The catch-22 of data privacy regulation

By Andrew Blustein, Reporter

June 17, 2019 | 4 min read

Privacy regulations are coming, and walled gardens are writing the laws.

Attribution modeling is at the mercy of privacy regulations

Attribution modeling is at the mercy of privacy regulations

According to the New York Times, tech giants Google, Facebook and Amazon spent a combined $55m on lobbying last year, more than double their combined spend in 2016.

A year out from GDPR in Europe and closing in on California’s consumer privacy act and the inevitable federal legislation, the advertising trioply is essentially helping to write the laws that are supposed to put them in check.

In a discussion on audience targeting during The Drum’s Programmatic Punch in New York, Spring Lake Equity Partners founding partner Dan MacKeigan said: “You have to look at who will have the most influence on the regulators, and in my mind it's the big platform companies. They will probably benefit from regulation.”

Gartner analyst and research vice-president Andrew Frank said these giant walled gardens have created an environment where smaller companies are “more cautious and at risk if they use personal data.”

“It's created higher walls around their gardens,” said Frank, who sees this continuing in the US. “There's a lot of regulatory momentum and the fact that these companies are likely to be able to influence the direction of that momentum suggests that they're likely to continue to dominate the rule-making environment.”

Frank described this as a “catch-22” of privacy regulation, where the rules set in place to reign in the likes of Google and Facebook only serve to benefit them, and the data behemoths then turn around to influence legislation further.

Antitrust regulation could prove to be the only defense against Google, Facebook and Amazon’s seemingly insurmountable collection of data. As calls to break up the tech giants intensify, MacKeigan said, for example, forcing Google to divest from Gmail could level the playing field.

“If they are forced to divest Gmail, then it completely breaks down whole first-party data, because they get first-party data primarily because you're in Gmail and you don't realize that you're opted-in to every other piece of Google.
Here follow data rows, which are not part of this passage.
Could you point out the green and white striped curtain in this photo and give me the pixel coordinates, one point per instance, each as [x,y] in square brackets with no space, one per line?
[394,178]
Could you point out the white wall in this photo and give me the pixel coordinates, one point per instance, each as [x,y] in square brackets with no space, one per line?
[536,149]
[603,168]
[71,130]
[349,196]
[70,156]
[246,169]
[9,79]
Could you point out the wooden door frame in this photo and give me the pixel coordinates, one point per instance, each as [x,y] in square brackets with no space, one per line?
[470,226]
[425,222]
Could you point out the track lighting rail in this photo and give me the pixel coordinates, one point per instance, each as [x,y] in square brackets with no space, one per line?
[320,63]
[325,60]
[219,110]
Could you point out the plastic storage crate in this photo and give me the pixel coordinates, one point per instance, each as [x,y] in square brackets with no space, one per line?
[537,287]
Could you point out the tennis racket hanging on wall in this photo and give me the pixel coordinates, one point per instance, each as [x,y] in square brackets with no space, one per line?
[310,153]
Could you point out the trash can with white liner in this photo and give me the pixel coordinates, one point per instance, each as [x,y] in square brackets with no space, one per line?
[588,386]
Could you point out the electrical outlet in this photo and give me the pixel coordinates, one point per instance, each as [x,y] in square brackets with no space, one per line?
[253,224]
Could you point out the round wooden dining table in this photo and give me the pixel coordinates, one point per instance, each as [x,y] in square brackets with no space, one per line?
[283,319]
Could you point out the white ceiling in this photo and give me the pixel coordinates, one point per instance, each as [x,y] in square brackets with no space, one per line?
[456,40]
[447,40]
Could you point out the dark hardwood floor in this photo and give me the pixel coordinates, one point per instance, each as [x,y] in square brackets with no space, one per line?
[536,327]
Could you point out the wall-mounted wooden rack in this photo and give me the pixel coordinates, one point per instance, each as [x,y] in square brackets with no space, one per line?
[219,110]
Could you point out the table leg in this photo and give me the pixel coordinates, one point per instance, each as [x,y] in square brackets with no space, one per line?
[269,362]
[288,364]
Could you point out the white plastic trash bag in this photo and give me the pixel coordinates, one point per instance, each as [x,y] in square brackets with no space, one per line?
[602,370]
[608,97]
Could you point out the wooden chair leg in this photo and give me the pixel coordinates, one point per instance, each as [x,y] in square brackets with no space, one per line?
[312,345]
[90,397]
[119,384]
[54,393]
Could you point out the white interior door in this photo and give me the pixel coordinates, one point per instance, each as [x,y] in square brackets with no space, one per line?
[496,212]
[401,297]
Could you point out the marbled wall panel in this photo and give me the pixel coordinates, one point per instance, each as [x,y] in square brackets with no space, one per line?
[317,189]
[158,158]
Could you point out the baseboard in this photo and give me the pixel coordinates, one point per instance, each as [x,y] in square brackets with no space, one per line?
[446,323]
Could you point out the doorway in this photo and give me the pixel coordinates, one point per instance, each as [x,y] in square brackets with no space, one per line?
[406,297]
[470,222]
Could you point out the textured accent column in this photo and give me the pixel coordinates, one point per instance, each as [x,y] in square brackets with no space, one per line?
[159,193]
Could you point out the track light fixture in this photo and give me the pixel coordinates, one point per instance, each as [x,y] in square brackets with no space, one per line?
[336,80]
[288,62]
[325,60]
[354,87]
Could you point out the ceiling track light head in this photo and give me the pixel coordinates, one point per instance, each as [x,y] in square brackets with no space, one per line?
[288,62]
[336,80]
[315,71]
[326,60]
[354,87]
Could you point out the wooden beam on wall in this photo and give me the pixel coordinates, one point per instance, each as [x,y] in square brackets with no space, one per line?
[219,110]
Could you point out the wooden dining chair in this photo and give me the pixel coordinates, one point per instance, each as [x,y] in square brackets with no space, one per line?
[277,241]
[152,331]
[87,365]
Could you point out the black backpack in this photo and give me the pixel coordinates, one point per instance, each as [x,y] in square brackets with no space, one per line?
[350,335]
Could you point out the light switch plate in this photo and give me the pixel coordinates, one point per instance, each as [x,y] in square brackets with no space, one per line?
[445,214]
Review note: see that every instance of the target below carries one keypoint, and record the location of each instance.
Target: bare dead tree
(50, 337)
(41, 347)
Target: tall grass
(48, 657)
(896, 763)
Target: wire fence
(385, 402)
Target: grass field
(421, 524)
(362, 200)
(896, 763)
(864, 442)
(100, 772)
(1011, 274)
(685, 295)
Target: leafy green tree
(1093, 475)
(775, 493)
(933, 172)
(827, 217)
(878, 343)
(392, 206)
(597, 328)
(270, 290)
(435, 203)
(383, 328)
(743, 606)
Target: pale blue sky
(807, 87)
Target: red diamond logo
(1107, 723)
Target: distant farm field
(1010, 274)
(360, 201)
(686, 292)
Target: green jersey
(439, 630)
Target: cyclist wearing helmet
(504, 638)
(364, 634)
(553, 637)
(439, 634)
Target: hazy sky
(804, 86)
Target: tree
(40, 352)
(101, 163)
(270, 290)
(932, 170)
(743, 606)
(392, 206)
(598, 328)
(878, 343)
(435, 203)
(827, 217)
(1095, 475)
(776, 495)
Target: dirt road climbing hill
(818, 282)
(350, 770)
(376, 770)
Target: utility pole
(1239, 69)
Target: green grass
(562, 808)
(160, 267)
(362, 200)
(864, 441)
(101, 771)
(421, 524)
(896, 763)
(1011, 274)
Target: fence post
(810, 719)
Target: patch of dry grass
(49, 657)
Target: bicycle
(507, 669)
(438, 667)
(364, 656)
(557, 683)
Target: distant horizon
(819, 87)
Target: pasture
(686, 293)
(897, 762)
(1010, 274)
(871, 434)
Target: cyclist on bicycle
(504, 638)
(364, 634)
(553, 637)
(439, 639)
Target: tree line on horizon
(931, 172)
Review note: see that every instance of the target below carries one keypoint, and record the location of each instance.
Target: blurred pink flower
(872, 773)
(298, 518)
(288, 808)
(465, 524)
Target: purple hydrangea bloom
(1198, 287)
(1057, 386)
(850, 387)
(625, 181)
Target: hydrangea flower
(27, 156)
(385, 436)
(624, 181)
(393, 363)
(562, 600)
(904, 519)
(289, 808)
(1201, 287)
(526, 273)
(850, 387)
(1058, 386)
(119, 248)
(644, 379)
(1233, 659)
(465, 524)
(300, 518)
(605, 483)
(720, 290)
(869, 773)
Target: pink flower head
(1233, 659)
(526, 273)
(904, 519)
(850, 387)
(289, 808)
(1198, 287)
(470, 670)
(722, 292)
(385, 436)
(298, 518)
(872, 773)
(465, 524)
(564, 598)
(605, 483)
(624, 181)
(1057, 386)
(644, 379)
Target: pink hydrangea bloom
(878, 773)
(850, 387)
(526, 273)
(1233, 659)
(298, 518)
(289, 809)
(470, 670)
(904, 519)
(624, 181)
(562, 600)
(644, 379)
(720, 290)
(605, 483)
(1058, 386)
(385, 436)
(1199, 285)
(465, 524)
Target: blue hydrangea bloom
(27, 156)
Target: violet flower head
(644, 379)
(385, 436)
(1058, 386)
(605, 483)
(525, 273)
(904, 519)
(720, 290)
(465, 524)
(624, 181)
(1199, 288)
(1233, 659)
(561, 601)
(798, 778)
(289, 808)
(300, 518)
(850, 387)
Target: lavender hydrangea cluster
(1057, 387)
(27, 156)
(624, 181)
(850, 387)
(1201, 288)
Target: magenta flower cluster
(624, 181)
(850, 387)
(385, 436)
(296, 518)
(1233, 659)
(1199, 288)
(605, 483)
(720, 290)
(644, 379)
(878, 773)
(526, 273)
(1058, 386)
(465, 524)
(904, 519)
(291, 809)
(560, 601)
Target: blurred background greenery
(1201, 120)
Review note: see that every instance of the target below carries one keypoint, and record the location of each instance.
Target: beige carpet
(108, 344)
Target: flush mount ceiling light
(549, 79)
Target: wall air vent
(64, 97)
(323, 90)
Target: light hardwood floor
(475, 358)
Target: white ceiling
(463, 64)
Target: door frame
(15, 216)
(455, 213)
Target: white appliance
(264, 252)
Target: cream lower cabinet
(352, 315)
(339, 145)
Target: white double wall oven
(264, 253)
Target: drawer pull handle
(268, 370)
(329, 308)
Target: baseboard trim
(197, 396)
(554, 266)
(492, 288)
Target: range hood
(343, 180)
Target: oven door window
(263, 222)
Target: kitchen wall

If you have to divest the [email service providers], then that breaks down your whole system,” said MacKeigan.

In its pitch as a privacy-first company, Apple unveiled its own sign-in feature that seemingly offers the same internet-wide, opt-in tracking functionality that would benefit the company’s first-party data collection.

For now, if marketers believe the likes of Google and Facebook are to remain in control, Frank suggested to focus on “walled garden-based attribution”.

“You aren't going to able to resolve identity between the Google world and Facebook world, so you're just going to have to do attribution as those you are dealing with separate countries,” said Frank.

In general, Winterburry Group managing director Michael Harrison said advertisers can't "pass up" good data on the way to great, as aggregated and probabilistic data sets are still useful attribution models, just at the segment level.

"We're just not getting down to the granular level we have right now," said Harrison.